The federal crop insurance program partnership with private companies is supposed to exist for “risk sharing” purposes. However, risk sharing doesn’t seem to involve much risk when one of the partners, the private companies, seems to make a good amount money nearly every year at the other partner’s — the taxpayers’ — expense. Second, underwriting gains come on top of the subsidies the companies receive for selling and servicing the federally subsidized crop insurance policies. Those underwriting gains have amounted to $10.7 billion over the last 10 years, an average of $1 billion per year.
So, what is the likely impact of this bill on farmers? None. And on crop insurance companies? They will make lower profits, about $300 million less a year beginning, perhaps, in 2017. The bill requires a new agreement that will lower company underwriting gains by December 2016.
But, for insurance purposes the 2017 crop year begins in September 2016 when farmers plant crops — such as winter wheat — that are harvested the following May and that must be insured at the end of September. In other words, it seems quite likely that this provision will have no impact on the crop insurance companies until 2018.

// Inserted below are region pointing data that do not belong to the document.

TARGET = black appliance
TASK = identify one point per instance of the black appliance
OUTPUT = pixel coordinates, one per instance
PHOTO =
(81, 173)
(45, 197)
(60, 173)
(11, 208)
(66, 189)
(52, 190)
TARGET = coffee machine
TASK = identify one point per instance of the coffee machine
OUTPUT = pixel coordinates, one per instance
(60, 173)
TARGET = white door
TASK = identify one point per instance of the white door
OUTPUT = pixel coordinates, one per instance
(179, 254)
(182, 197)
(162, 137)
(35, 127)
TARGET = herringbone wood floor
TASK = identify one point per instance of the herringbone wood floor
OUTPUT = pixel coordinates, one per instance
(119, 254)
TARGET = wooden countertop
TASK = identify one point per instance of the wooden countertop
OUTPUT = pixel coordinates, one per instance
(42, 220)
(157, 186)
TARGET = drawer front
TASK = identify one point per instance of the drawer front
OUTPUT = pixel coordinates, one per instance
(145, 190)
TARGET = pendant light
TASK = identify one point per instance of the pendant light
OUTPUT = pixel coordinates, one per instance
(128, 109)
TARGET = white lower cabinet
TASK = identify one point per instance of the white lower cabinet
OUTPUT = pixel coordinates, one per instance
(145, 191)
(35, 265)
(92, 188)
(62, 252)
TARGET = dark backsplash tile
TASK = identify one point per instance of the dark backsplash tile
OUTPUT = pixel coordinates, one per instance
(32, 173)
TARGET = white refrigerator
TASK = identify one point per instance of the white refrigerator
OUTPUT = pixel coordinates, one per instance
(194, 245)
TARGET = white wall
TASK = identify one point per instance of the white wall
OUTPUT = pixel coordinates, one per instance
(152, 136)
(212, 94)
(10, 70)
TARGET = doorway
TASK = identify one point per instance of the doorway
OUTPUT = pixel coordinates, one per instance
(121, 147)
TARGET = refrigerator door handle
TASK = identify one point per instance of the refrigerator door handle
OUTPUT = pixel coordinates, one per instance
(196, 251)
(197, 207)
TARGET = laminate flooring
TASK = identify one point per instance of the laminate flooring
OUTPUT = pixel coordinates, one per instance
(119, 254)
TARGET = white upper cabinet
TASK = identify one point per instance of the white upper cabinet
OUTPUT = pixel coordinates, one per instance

Further, the data in figure 1 show that in the mid-2000’s when about the same amount of policies were sold, many of the same private insurance companies happily survived on underwriting gains that averaged half a billion dollars a year, which is approximately the amount they would receive under the budget deal. There could be some consolidation in the number of companies selling federal crop insurance policies. This shouldn’t worry anyone outside of these companies; as the number of companies selling crop insurance has oscillated between 13 and 19 since 1995.
Currently 17 companies are marketing federal crop insurance products in spite of slight reductions in the underwriting gains built into recent agreements with the USDA. Moreover, several of the insurance companies now selling crop insurance to farmers are held or directly owned by large financial firms that use agricultural insurance as a form of diversification for their other enterprises.
Claims that agriculture is being “raided” to pay for spending in other areas of the budget are also simply not true. To illustrate, the biggest change in the 2014 Farm Bill included the termination the Direct Payments program, which amounted to savings of $5 billion per year. However, the program was replaced with two more expensive price and income support programs, which are now estimated to cost the taxpayer over $6 billion per year.
So, were members of the House and Senate agricultural committees correct yesterday when they predicted the budget bill would eliminate the federal crop insurance program? Probably about as accurate as Chicken Little when she predicted the end of the world because an acorn hit her on the head.